QUELQUES CONCERTS QUI INTERPELLENT

Michu’s Blues

-Vous n’avez pas eu besoin de moi pour vous rendre le 4 novembre à Bobino. Anne Ducros y chantait “Either Way” son nouveau disque. Des standards jadis interprétés par Marilyn Monroe et Ella Fitzgerald. Anne a déjà abordé le répertoire de cette dernière avec un grand orchestre de cuivres dans “Ella…My Dear” en 2010. Ce nouvel album met davantage en valeur son quartette. Benoît de Mesmay y tient le piano, Maxime Blesin les guitares, Gilles Nicolas la contrebasse et Bruno Castellucci la batterie. Quelques invités ajoutent des couleurs. Des cordes rendent soyeux quatre des quinze morceaux qu’il renferme. On ne se lasse pas d’écouter Either Way, la seule composition originale d’un opus réussi.

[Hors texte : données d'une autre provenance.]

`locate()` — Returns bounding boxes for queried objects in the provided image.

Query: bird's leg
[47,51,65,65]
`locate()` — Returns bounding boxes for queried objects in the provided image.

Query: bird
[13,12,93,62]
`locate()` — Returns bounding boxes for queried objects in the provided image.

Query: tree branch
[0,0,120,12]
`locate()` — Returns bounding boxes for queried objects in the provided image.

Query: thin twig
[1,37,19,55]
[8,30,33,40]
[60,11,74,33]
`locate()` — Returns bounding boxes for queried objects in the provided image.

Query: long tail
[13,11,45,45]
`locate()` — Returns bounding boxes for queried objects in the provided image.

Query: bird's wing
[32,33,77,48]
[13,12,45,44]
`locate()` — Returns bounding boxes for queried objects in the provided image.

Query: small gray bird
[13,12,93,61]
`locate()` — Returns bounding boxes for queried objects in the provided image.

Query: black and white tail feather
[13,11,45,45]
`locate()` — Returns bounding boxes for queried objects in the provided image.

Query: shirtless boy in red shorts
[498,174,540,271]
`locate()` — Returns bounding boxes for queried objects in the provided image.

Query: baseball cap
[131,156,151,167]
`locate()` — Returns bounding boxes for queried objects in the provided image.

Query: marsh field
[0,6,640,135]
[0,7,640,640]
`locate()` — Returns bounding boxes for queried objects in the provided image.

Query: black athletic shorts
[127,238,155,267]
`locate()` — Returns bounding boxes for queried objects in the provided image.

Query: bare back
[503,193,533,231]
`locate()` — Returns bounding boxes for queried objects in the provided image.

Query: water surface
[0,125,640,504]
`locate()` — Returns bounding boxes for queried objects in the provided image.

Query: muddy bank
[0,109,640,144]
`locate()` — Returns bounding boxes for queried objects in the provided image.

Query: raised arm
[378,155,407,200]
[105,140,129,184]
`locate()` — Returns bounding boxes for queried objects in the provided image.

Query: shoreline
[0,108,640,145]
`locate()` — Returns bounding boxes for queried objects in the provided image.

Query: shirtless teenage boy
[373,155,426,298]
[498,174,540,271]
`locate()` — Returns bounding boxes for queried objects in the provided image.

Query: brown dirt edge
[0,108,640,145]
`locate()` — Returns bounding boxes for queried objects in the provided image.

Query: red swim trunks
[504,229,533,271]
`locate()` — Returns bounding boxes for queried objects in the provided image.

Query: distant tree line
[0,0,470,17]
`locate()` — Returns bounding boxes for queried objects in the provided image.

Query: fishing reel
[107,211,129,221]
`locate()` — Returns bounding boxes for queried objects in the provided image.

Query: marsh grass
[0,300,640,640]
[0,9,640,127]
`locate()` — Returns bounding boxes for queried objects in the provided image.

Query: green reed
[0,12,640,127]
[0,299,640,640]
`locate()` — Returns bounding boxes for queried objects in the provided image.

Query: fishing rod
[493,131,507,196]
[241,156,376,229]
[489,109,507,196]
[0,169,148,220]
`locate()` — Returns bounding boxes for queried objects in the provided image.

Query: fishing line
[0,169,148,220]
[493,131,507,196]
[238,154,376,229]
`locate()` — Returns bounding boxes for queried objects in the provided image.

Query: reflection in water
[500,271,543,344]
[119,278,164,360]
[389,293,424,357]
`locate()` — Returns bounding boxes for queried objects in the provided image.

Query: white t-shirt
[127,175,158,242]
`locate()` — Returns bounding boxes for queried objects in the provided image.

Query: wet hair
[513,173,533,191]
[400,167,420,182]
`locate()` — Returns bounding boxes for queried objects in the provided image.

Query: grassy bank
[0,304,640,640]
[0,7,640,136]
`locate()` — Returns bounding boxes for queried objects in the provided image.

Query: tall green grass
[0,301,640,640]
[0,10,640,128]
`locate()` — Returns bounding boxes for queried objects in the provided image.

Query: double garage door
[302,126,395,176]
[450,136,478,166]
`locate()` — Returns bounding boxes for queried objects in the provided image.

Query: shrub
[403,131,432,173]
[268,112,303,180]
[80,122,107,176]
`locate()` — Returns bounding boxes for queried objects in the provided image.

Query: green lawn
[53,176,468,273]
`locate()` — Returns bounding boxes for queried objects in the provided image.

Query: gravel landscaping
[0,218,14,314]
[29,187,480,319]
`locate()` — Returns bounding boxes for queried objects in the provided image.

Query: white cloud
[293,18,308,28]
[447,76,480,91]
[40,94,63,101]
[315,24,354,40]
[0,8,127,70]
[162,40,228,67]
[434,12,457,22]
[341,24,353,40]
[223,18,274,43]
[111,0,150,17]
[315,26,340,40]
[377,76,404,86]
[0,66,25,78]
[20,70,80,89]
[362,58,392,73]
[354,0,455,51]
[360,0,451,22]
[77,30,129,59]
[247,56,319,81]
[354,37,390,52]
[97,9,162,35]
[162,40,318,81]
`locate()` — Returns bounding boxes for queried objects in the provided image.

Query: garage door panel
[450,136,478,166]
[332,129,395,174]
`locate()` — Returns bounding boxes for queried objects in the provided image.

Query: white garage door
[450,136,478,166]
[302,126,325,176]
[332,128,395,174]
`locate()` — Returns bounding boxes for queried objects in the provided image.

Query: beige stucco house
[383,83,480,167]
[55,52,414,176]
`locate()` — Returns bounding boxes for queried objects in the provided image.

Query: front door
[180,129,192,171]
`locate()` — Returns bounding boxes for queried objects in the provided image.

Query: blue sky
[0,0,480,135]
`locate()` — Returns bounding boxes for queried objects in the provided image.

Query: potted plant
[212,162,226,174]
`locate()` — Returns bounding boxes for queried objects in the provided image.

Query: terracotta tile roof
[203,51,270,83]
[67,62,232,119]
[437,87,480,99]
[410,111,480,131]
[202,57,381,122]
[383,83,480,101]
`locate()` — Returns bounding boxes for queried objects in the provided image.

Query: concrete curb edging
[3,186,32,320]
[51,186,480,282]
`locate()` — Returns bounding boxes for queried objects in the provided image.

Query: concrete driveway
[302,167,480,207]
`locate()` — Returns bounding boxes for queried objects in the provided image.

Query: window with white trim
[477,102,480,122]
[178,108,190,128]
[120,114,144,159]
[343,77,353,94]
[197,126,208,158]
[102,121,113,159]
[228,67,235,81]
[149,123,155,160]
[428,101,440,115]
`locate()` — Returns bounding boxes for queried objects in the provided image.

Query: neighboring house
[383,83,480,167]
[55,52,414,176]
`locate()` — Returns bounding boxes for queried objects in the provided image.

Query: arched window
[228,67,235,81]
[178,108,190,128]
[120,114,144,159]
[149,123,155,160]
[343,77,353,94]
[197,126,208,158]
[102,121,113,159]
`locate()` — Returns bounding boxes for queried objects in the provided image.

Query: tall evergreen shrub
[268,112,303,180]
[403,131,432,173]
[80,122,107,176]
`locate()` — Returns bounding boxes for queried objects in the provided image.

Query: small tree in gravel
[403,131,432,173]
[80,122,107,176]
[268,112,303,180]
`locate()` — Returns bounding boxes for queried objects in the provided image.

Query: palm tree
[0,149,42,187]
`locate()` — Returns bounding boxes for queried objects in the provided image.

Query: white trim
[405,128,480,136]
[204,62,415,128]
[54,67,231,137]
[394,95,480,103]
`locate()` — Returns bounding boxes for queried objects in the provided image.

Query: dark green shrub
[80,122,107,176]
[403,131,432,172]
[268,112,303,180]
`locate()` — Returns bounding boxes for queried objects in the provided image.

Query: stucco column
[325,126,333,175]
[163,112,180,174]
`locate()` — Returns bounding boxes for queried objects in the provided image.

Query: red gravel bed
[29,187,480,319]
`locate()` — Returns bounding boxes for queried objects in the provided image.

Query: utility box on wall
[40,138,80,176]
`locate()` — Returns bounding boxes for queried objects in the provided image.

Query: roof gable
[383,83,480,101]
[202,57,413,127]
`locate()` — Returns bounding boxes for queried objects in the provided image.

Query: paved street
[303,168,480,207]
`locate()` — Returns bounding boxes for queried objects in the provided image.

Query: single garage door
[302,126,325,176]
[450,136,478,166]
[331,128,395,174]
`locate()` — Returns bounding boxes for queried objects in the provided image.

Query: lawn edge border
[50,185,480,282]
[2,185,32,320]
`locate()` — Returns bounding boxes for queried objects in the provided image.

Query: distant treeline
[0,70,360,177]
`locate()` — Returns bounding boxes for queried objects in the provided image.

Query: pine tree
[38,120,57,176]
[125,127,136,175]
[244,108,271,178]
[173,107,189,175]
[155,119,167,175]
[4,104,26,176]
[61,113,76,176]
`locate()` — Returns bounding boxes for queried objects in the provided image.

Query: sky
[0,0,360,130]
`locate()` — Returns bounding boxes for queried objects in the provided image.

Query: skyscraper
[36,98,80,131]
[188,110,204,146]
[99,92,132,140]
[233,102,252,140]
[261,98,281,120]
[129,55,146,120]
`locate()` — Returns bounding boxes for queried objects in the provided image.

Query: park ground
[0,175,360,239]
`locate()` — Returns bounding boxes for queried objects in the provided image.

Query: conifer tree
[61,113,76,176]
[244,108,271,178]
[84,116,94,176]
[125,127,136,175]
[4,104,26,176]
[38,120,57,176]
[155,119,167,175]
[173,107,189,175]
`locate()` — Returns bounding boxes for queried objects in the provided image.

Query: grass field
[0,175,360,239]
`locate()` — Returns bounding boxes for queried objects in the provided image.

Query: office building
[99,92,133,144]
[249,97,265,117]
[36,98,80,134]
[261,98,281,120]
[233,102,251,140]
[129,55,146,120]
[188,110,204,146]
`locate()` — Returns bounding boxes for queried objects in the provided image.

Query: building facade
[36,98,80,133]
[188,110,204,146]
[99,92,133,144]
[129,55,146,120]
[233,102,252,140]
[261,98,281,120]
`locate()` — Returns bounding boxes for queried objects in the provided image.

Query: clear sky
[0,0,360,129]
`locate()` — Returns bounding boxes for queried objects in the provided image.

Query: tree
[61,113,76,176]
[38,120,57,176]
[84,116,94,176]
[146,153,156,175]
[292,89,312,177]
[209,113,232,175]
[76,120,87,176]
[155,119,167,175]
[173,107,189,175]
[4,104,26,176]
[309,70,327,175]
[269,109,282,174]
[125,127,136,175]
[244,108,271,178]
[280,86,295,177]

-Remplaçant Scott LaFaro au sein du trio de Bill Evans, le bassiste Chuck Israels joua trois ans avec lui avant de voler de ses propres ailes. On écoutera son jeu élégant et mélodique au Sunside le 5, dans un hommage à Evans. Chuck Israels se verra accompagner par Manuel Rocheman au piano – un bon choix, Manuel ayant justement consacré à Evans un de ses récents disques – et Dré Pallemaerts à la batterie.

Michu’s Blues

-Ahmad Jamal à l’Odéon pour trois concerts (7, 8 et 9 novembre à 20h). Le pianiste interprétera de larges extraits de “Saturnay Morning”, un album aussi inspiré que “Blue Moon”, son disque précédent. Avec lui pour jouer sa musique aux rouages huilés comme peut l’être un moteur de compétition, une exceptionnelle section rythmique, une des meilleure de sa très longue carrière. Reginald Veal (contrebasse), Herlin Riley (batterie) et Manolo Badrena encadrent son piano espiègle, ses notes virevoltantes et colorées qu’il retient pour les faire jaillir en cascades. Ne manquez pas ces précieux rendez-vous parisiens.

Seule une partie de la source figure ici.